Je suis Daniella Metila, enfant reporter de la ville-province de Kinshasa, j’ai 17 ans. Je reviens de la 6ᵉ Conférence mondiale sur l’élimination du travail des enfants au Maroc et je dois vous partager ce que j’ai sur le cœur.
Une première impression marquante en arrivant au Maroc
Dès que j’ai posé les pieds à l’aéroport de Casablanca, j’ai senti que c’était différent. Il faisait très, très froid, mais ce n’est même pas ça qui m’a le plus marquée. C’est sur la route vers Marrakech que j’ai appris une vraie leçon.
Je regardais par la fenêtre et je n’arrivais pas à y croire : pas une seule bouteille en plastique par terre, pas un sachet qui traîne. C’était d’une propreté juste incroyable.
Une comparaison douloureuse avec Kinshasa
Honnêtement, j’ai ressenti un truc bizarre, une tristesse profonde. Je ne pouvais pas m’empêcher de comparer avec ma ville Kinshasa. Dans mon cœur, je me disais : « Mon pays, mon beau pays le Congo, quand est-ce qu’on en arrivera à ce niveau de propreté ? »
Ce qui m’a le plus impressionnée, ce ne sont pas seulement les infrastructures, c’est surtout la population. Que ce soit en allant au Palais des Congrès ou en me baladant en ville, j’ai vu les gens jeter leurs déchets directement dans les poubelles. Ils sont vraiment mobilisés pour leur environnement et ça se voit que c’est une habitude ancrée.
La responsabilité de chacun dans la protection de l’environnement
Ça me fait mal de voir qu’au Congo, précisément à Kinshasa, beaucoup de gens pensent encore qu’entretenir l’environnement, c’est uniquement le problème de l’État. La vérité, c’est que ça nous concerne tous. On ne peut pas rester là à attendre que l’État vienne tout nettoyer même dans nos propres rues. Nous devons en faire une question personnelle. Nous devons prendre des initiatives en famille ou entre amis.
L’éducation à l’écologie dès le plus jeune âge
Je pense que les autorités de la ville devraient instaurer un cours d’écologie dans le programme scolaire dès le primaire. Apprendre aux enfants à respecter leur environnement dès le plus jeune âge leur permettrait de développer cette conscience comme une habitude naturelle. Ils sauraient, par exemple, trier leurs déchets, éviter le gaspillage et protéger les espaces verts autour d’eux.
Je crois aussi qu’il est essentiel d’organiser des campagnes de sensibilisation dans les quartiers, les écoles et les lieux publics pour montrer aux habitants les vrais dangers d’un mauvais entretien de l’environnement. Ces campagnes pourraient expliquer comment la pollution affecte la santé, surtout celle des enfants, qui sont les plus vulnérables aux maladies liées à l’air, à l’eau et aux déchets mal gérés.
Associer sanctions et actions éducatives
Enfin, il est important de mettre en place des sanctions pour ceux qui continuent de jeter leurs déchets dans la rue ou à ne pas respecter les règles d’hygiène et d’assainissement.

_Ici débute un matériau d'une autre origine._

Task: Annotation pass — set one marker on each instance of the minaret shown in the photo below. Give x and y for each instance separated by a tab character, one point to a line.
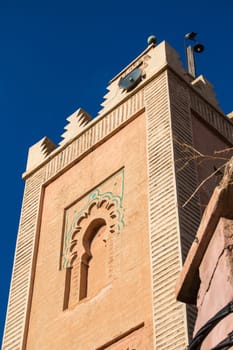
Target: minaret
103	231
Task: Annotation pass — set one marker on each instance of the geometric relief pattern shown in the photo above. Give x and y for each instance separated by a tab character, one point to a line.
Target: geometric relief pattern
103	204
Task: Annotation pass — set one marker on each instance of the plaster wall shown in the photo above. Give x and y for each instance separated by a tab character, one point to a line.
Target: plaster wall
95	321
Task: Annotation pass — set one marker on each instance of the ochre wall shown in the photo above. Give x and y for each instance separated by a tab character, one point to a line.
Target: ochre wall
96	320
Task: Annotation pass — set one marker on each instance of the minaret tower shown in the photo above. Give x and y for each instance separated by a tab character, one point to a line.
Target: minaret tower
103	232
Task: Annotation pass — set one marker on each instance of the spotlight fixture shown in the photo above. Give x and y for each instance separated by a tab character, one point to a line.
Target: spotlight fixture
198	48
190	36
189	51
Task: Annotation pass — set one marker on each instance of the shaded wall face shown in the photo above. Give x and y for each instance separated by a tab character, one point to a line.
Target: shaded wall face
92	280
215	152
216	286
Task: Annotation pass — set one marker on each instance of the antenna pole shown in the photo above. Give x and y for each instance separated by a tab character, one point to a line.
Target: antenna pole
191	61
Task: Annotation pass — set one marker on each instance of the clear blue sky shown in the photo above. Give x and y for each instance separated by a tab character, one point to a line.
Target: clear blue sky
57	56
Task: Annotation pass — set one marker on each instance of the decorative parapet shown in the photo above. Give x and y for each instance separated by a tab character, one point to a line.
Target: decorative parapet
39	152
77	121
151	61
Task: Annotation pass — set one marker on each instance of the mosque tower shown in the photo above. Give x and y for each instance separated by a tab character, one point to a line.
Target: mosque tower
104	230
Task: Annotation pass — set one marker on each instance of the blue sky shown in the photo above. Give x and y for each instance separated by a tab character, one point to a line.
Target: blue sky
58	56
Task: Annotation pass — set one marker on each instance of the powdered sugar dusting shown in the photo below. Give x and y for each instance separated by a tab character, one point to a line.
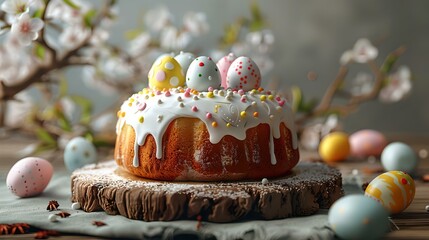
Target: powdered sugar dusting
107	174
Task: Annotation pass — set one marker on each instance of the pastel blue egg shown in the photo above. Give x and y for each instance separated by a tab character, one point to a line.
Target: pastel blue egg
358	217
78	153
203	74
400	157
185	59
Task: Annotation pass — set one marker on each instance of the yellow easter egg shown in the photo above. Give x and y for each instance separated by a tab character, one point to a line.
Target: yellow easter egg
395	190
166	73
334	147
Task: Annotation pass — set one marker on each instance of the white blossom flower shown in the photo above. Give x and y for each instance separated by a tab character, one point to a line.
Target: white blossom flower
15	7
69	108
26	28
158	18
73	36
399	86
99	37
362	52
18	111
172	39
195	23
362	84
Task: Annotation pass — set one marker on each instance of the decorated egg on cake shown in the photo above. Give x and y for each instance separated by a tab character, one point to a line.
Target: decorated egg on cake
399	156
223	65
203	74
185	59
243	74
395	190
358	217
166	73
334	147
29	176
365	143
78	153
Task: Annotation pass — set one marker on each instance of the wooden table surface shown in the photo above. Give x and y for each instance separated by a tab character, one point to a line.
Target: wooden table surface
413	223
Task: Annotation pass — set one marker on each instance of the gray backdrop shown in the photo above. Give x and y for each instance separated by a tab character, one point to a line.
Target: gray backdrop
312	35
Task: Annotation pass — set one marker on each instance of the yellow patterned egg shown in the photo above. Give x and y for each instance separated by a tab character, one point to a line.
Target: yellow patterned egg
334	147
394	190
166	73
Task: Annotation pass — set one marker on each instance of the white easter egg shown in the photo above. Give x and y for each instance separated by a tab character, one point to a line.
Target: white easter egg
29	176
78	153
185	59
203	74
243	74
223	65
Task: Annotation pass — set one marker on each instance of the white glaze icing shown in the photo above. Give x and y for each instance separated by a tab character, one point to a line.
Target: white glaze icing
232	113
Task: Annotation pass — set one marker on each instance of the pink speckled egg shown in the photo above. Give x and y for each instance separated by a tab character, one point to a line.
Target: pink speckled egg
365	143
29	176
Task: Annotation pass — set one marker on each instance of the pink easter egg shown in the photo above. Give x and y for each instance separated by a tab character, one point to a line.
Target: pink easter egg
223	65
365	143
243	74
29	176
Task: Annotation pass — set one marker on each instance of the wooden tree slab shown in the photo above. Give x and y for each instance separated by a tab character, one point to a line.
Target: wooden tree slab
105	186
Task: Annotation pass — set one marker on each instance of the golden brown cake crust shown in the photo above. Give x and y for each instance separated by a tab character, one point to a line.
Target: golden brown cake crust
189	155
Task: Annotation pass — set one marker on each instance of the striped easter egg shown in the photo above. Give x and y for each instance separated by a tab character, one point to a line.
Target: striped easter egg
394	190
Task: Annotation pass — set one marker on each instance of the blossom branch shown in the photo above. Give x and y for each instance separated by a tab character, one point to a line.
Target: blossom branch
7	92
325	106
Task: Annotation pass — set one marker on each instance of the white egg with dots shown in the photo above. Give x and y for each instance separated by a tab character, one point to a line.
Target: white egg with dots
29	176
203	74
185	59
243	74
223	65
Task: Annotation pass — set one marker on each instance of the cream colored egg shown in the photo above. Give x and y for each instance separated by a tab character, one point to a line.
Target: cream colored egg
166	73
334	147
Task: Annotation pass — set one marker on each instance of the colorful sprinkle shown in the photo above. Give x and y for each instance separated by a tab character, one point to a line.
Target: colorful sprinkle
243	114
141	106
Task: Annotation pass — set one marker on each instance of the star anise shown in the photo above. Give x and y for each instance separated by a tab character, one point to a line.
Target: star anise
19	228
52	205
4	229
44	234
63	214
365	185
98	223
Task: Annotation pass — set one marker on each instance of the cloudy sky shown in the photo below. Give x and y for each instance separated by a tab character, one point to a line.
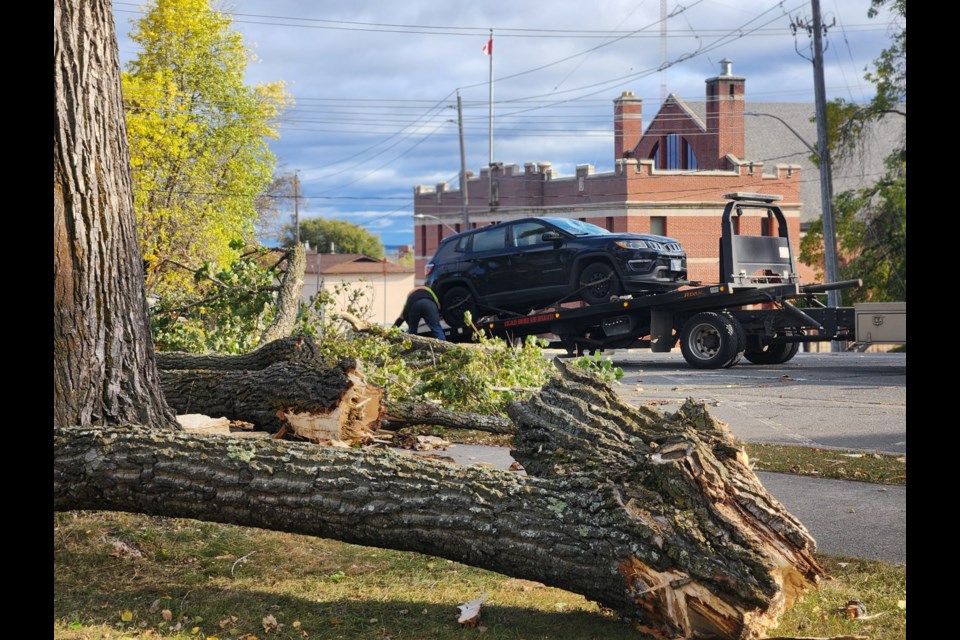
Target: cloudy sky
375	82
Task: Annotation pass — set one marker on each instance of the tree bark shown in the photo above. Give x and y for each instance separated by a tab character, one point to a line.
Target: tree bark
288	298
291	349
330	405
104	370
656	516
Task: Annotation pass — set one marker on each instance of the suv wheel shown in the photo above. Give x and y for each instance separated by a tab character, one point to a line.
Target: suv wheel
598	282
455	302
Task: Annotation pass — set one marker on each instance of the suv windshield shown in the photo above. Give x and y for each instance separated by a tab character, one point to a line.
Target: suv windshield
578	228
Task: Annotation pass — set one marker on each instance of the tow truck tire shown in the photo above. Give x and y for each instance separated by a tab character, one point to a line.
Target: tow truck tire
453	305
741	336
608	283
709	341
773	353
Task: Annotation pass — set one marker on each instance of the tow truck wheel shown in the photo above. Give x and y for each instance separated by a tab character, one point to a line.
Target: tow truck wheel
773	353
455	302
708	341
599	282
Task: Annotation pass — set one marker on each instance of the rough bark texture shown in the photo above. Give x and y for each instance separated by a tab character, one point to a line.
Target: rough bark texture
658	517
104	370
291	349
288	298
323	404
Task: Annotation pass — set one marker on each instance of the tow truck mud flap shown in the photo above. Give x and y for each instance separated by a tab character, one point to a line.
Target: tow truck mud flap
617	326
661	330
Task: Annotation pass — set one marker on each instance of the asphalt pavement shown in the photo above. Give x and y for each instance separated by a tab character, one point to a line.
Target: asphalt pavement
830	400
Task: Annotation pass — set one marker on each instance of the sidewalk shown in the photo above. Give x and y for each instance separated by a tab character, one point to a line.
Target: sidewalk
855	519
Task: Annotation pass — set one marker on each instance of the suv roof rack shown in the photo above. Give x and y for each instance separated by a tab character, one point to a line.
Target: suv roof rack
760	197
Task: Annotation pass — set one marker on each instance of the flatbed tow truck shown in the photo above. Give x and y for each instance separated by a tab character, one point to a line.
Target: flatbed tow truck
749	314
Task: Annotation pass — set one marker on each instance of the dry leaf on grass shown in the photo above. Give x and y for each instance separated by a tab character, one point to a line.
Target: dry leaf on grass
470	611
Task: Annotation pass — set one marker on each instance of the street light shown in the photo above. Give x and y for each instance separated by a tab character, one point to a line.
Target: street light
787	125
424	216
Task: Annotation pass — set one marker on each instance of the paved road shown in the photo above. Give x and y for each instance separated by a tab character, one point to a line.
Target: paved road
830	400
845	400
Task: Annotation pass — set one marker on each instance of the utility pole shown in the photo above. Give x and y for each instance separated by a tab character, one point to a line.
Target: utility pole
823	151
296	205
464	196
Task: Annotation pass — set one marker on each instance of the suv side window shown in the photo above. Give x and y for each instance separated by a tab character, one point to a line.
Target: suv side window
489	240
526	234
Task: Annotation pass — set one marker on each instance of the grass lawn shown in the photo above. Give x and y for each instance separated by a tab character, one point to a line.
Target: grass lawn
121	576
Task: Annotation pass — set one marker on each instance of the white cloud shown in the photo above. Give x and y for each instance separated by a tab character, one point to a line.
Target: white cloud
374	102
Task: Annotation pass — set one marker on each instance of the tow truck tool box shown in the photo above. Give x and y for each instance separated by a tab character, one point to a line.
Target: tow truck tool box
716	325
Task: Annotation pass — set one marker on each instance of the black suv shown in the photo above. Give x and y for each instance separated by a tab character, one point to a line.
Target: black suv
530	263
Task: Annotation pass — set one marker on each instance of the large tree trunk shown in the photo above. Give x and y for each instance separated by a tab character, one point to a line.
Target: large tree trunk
213	385
290	349
332	404
658	517
103	360
288	298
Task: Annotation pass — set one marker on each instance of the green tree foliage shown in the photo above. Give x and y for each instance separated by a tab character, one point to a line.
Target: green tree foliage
481	380
871	230
226	309
324	234
871	222
198	138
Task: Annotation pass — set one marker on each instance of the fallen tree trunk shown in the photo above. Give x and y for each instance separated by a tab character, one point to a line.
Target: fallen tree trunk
656	516
204	384
289	349
325	405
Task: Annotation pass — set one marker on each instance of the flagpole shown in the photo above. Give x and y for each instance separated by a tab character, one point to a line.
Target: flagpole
491	97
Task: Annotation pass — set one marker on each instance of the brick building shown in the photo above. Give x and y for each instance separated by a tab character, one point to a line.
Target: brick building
669	180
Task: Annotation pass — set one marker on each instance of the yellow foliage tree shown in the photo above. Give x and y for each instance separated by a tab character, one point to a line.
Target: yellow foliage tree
198	138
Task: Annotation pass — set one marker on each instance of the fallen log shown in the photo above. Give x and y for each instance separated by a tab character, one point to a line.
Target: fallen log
657	516
332	405
290	349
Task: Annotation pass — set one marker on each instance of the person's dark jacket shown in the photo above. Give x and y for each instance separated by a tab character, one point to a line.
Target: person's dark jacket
418	293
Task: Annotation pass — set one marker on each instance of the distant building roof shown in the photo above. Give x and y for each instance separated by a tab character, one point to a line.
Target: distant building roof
767	140
351	264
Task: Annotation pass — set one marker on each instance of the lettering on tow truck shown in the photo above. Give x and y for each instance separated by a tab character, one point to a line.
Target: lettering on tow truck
529	320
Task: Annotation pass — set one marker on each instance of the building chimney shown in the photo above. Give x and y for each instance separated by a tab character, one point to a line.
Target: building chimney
726	67
627	123
725	100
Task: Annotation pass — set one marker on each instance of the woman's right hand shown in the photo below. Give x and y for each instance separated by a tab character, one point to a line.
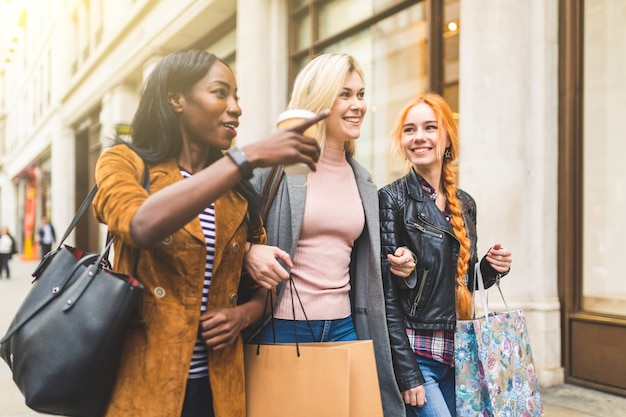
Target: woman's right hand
415	396
287	146
261	262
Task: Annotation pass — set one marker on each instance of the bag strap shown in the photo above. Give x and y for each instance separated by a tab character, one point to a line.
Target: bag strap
271	188
478	281
145	183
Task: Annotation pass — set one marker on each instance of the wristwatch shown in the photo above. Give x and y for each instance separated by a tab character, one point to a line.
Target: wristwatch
242	162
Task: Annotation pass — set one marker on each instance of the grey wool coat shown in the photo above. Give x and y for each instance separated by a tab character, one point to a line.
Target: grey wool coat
283	225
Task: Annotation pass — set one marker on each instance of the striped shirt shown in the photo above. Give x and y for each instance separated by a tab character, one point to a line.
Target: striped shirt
199	367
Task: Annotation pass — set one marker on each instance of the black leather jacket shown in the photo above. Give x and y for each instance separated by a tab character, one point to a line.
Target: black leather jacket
426	300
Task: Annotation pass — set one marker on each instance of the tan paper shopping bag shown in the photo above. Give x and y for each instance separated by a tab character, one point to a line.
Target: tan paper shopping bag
336	379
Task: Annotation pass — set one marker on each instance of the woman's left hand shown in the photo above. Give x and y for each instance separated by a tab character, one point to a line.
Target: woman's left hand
219	328
401	262
499	258
261	262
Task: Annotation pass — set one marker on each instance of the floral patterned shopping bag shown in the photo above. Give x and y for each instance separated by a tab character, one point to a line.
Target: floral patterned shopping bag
494	370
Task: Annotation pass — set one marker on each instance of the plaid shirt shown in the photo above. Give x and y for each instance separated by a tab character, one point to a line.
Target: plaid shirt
433	344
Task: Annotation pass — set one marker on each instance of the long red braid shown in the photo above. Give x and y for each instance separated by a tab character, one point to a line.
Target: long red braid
445	119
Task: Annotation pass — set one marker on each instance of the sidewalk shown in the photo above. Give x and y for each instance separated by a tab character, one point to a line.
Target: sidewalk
560	401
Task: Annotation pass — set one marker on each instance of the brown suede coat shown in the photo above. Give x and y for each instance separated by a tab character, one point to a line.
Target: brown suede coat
158	346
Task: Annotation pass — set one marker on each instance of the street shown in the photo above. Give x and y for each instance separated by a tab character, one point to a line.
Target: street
560	401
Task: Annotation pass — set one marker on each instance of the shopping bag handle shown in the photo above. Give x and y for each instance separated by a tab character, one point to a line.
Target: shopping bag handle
269	304
482	293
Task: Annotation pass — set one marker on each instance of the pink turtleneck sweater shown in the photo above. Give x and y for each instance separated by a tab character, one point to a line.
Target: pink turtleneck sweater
333	220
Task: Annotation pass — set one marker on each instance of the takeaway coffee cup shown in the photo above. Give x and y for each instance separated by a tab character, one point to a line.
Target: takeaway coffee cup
289	118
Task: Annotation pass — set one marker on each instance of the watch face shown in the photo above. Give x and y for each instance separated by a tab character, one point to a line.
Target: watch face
242	162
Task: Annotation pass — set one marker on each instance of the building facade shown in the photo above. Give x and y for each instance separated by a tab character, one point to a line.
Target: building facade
536	85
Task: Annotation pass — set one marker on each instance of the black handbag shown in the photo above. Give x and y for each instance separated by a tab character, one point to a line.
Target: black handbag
65	342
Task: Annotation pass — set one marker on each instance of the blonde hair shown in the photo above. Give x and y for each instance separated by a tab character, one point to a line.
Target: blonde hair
445	119
319	83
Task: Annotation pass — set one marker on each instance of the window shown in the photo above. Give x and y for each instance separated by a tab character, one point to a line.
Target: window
391	40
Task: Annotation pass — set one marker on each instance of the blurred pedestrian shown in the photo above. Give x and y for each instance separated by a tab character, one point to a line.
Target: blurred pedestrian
7	250
47	237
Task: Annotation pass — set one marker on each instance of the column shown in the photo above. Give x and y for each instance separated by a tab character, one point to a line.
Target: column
508	130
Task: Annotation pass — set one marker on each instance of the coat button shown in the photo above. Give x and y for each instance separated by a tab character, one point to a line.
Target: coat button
233	299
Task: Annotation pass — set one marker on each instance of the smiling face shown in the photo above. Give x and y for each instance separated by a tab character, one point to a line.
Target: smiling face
421	137
347	112
209	113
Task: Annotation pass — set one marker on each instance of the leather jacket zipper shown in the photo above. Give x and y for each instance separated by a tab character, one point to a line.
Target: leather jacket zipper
419	293
423	230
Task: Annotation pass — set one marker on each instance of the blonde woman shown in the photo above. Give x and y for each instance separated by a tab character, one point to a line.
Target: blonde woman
425	211
326	222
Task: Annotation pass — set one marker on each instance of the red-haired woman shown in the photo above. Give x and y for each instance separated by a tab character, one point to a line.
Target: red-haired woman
425	211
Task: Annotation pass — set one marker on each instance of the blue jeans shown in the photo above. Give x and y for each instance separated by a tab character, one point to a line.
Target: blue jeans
291	331
439	386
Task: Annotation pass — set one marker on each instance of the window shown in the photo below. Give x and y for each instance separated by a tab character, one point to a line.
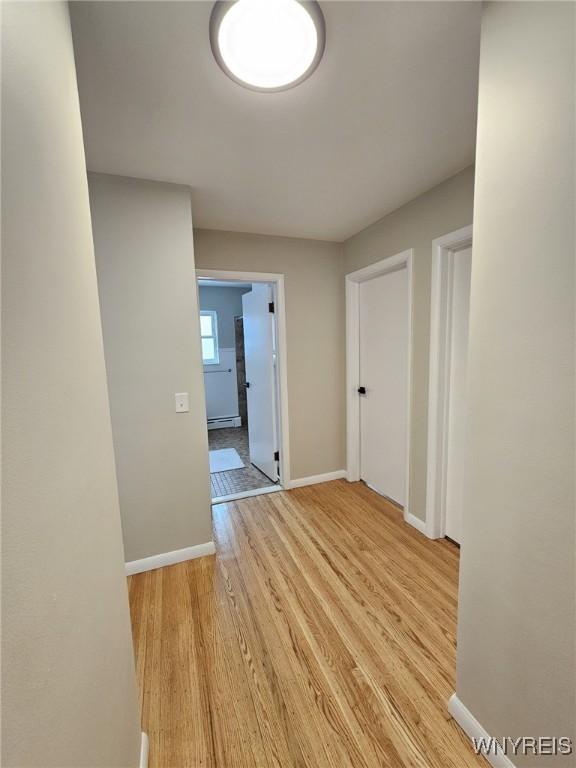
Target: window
209	333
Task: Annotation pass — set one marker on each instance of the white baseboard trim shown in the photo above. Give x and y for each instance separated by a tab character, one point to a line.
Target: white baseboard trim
144	746
414	521
299	482
474	729
169	558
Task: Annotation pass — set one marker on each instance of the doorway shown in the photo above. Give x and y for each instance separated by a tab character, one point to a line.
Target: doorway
244	384
378	319
450	309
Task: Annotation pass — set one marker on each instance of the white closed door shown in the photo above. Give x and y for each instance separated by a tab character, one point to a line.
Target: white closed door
260	382
384	329
460	306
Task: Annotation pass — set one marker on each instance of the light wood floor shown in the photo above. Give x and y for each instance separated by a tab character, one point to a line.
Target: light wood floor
322	634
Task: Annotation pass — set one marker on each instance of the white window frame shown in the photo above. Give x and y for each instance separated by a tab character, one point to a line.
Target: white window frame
214	315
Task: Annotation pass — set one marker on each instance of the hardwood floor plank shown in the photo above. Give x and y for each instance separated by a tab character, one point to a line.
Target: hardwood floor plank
321	635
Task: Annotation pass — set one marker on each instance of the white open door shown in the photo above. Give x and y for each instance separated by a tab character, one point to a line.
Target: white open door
384	330
261	394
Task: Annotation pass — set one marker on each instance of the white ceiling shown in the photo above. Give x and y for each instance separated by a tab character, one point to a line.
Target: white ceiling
389	113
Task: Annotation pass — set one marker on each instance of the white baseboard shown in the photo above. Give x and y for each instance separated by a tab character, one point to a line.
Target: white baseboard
314	479
473	728
414	521
169	558
144	746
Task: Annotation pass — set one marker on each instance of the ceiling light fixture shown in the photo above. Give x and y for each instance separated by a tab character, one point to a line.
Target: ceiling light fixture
267	45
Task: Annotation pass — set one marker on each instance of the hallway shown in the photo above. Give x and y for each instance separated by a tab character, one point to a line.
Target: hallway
322	634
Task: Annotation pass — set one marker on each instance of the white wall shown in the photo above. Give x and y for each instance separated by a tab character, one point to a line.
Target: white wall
147	284
516	653
443	209
68	685
220	381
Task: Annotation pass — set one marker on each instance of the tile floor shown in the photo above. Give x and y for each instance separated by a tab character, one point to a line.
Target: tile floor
235	480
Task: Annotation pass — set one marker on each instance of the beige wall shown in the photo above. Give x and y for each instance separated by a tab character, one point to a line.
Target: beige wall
443	209
146	279
68	684
315	330
516	670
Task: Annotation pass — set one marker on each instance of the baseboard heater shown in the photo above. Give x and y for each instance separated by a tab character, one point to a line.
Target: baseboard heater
226	421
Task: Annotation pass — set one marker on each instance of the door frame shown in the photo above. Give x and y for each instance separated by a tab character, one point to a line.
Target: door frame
276	280
444	250
353	280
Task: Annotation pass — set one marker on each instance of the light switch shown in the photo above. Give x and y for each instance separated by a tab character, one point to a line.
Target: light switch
182	402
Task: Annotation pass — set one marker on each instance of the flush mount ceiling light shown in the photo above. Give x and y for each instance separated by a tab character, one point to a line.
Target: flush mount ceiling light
267	45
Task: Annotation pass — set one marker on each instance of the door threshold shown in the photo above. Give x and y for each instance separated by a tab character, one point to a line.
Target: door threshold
246	494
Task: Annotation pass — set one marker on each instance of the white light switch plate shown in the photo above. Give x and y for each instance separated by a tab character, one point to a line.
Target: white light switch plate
182	401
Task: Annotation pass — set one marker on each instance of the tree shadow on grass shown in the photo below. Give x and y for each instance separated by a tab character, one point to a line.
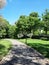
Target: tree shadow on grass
24	56
2	46
42	48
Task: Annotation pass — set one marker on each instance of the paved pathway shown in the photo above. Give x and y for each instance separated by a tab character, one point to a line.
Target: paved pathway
21	54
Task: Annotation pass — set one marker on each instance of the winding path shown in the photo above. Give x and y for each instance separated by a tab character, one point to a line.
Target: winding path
21	54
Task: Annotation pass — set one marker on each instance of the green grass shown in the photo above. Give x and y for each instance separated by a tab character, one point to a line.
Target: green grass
5	46
41	46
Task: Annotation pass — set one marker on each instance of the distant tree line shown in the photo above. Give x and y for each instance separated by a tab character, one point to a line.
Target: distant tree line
25	26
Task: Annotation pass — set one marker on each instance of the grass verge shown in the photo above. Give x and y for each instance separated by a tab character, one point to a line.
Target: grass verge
5	46
41	46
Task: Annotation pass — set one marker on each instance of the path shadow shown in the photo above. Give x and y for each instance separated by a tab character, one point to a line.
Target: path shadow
23	55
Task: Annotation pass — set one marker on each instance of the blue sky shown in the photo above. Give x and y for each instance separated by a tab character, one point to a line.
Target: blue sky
15	8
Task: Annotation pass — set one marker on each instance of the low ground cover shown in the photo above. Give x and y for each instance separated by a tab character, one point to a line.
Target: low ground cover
5	46
41	46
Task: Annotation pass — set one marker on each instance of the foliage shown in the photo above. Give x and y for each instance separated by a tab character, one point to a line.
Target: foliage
4	25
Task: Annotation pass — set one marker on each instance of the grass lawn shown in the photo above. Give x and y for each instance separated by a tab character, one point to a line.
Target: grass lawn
41	46
5	46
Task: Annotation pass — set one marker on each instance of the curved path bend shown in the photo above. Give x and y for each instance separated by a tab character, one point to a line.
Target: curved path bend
21	54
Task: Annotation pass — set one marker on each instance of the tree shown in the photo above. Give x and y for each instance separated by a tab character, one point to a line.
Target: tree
22	25
45	18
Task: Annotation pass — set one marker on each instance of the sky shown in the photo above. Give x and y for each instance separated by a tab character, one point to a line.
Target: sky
15	8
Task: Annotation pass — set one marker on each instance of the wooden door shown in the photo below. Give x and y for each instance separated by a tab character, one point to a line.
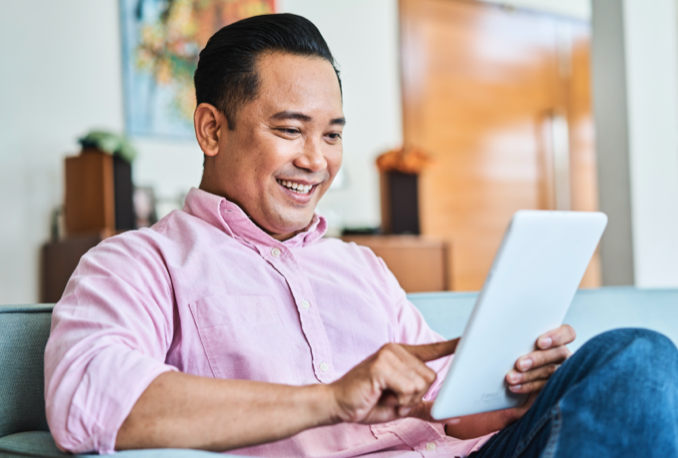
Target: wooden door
494	95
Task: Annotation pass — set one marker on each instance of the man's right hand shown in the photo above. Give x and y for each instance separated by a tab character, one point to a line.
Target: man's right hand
389	385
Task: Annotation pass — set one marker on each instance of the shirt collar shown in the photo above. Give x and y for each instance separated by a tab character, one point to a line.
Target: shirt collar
224	214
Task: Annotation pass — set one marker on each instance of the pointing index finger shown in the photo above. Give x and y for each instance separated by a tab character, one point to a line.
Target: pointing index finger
430	352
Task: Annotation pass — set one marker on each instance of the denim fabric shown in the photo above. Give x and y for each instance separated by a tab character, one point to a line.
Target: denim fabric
23	336
617	395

Mais ces sanctions devraient aller de pair avec des actions éducatives, afin que chacun comprenne que préserver l’environnement, c’est protéger sa propre santé et celle des autres, ainsi que l’avenir de notre pays.
Un voyage qui ouvre les yeux
Ce voyage au Maroc a été comme une claque pour moi. Pas une claque méchante, mais une claque qui ouvre les yeux, qui réveille les idées et qui donne vraiment envie de changer les choses pour que notre pays devienne meilleur.